O valor de seu trabalho de coaching

Posted by HWBlog em 22/02/2016

produtividade 5Independente do quanto uma sessão de coaching possa parecer bem-sucedida, enquanto em andamento, se ela não levar a uma mudança após ter sido concluída, ele não foi eficaz. Infelizmente é grande o número de gestores que não dão continuidade, desperdiçando o tempo importante que investiram nessa atividade. É possível tornar o processo mais produtivo ao se adotar as seguintes práticas após cada sessão.

Utilize essa lista de dicas e perguntas para ajudá-lo a monitorar o progresso de todos de sua equipe, para quem você está atuando como coach. Ela lhe dará subsídios significativos para as reuniões de acompanhamento assim como nos intervalos entre as sessões.

Logo após a reunião:

Faça anotações. Você não se lembrará de tudo que vê, ouve e pensa sobre o progresso de seus coachees, então anote tudo em um local próprio. Considere também utilizar um template padrão para armazenar essa informação. Boas anotações lhe permitirão fornecer feedback relevante à medida que vai progredindo.

Após cada sessão, pergunte-se:

O que posso fazer para dar assistência ao desenvolvimento desse coachee no intervalo entre esta sessão de coaching e a próxima?

O que aprendi desta sessão que não sabia antes de começar?

O que a pessoa para quem estou atuando como coach aprendeu? Quais mensagens-chave foram reforçadas na sessão?

De modo contínuo:

Se ainda não são, essas tarefas devem se tornar parte da rotina de sua prática de gestão.  Reserve um momento em sua agenda para trabalhar nas tarefas que tem maior dificuldade em lembrar ou concluir.

Observe sinais de crescimento. A fim de fornecer um feedback relevante, é preciso saber o que está acontecendo. Faça um esforço deliberado para observar os tipos de interações ou tarefas que seus coachees priorizaram em suas sessões de coaching.

Se você atuar na empresa, esteja em contato diretamente.
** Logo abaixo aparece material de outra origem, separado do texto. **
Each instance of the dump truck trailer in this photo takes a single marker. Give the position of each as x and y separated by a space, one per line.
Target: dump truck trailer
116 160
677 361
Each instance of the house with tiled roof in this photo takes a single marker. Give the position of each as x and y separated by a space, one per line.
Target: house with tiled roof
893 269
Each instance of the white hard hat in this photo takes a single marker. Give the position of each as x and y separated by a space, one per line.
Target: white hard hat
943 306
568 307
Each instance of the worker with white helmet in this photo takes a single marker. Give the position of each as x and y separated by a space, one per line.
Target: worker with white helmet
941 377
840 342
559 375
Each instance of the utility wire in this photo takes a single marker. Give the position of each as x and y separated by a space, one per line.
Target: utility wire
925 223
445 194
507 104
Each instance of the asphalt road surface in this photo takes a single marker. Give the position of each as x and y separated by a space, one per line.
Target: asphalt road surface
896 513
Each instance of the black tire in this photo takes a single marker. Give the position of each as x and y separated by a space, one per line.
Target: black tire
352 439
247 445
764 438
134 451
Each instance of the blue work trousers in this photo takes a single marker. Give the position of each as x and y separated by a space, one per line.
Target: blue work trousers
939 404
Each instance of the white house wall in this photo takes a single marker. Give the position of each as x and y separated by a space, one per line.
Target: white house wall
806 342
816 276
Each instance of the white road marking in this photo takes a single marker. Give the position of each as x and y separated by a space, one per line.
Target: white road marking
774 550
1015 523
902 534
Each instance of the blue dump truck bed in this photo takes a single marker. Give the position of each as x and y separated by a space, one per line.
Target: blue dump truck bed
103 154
Institua uma política explícita de portas abertas que encoraje seus coahees a procurá-lo se tiverem dúvidas. Saber que podem buscar ajuda pode motivá-los a perseverar quando se sentem emperrados.

Comunique o impacto.  À medida que observa a mudança das pessoas comunique o impacto de seu crescimento de forma explícita. Ouvir diretamente de você aumentará sua motivação (e as deixará satisfeitas).

Fique atento a mudanças no relacionamento. Preste atenção à dimensão emocional de suas interações. Se perceber uma mudança que suscite inquietação, intervenha logo. Ainda que não possa fazer nada para ajudar, sua preocupação provavelmente será apreciada.

Faça uma auto avaliação. Avalie periodicamente seu próprio desempenho como coach ao se fazer essas duas perguntas:

Estou atendendo às necessidades de cada pessoa em minha equipe? Trate o seu papel com uma mentalidade de tentativa e erro e mostre flexibilidade para fazer ajustes no decorrer do percurso.  Periodicamente entre em contato direto com todos para quem está atuando como coach para saber o que está funcionando e o que não está – mas confie no seu taco.

Estou cumprindo minha obrigação? Coaching é uma via de mão dupla, então seja honesto consigo mesmo em relação a estar ou não atrapalhando o progresso das pessoas ou passando mensagens confusas quanto às suas expectativas.  Faça o que puder para tornar todos em sua equipe mais bem-sucedidos.

É claro, a tarefa de acompanhamento nunca acaba: oferecer apoio e dar a conhecer e justificar o que se passa são as tarefas perpétuas de um gestor. À medida que se sentir mais à vontade com o coaching, pode ser que não precise mais de uma lista como essa. Mas tenha a lista por perto caso precise se relembrar.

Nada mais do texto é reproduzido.